Sinto-me perdida, num espaço incomensurável, cheia de dor, desalentada e triste, só e abandonada. Cheia de lágrimas de dor e de grandes angústias.
Por que será que eu fiz isso?
Eu sofri muito na terra, mas agora sofro muito mais.
É a ferocidade, é o ódio, é a blasfêmia, é o desespero atroz. Quantos gritos e clamores de revolta, de desalento e alguns…, já de arrependimento.
Tudo eu tive na vida, mas perdi pela vaidade e invigilância. Hoje, choro a dor das horas perdidas, na devassidão, nos vícios que me levaram a perder a minha vida por overdose. Dizem que morri.
Será que morri?
Sinto-me mais viva do que nunca e mais infeliz, do que nunca.
O que eu fiz da minha vida?
Ó jovens, procurem viver de forma decente e feliz. Lembrem-se, Deus existe. Deus é Pai, Deus é amor, mas Deus também é justiça e misericórdia.

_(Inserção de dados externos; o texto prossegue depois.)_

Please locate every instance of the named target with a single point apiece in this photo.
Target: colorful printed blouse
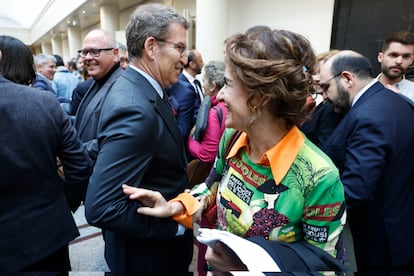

Passeiem, divirtam-se de forma sadia, mas não se suicidem jamais. Vou deixá-los e seguir com estes irmãos misericordiosos, que trabalham em nome de Deus, de Jesus e de Maria.
Pensem bem, vivam em paz.
Sigam as pegadas de Jesus e não se suicidem, porque o suicídio é o ato mais vil, que comete o ser humano.
Envolvi-me com maus elementos, fui pressionada e em desespero me suicidei.
Vivam a vida, de maneira decente e feliz, ó jovens da minha terra e do mundo inteiro.
Que Jesus nos ajude. Nós, os pobres suicidas.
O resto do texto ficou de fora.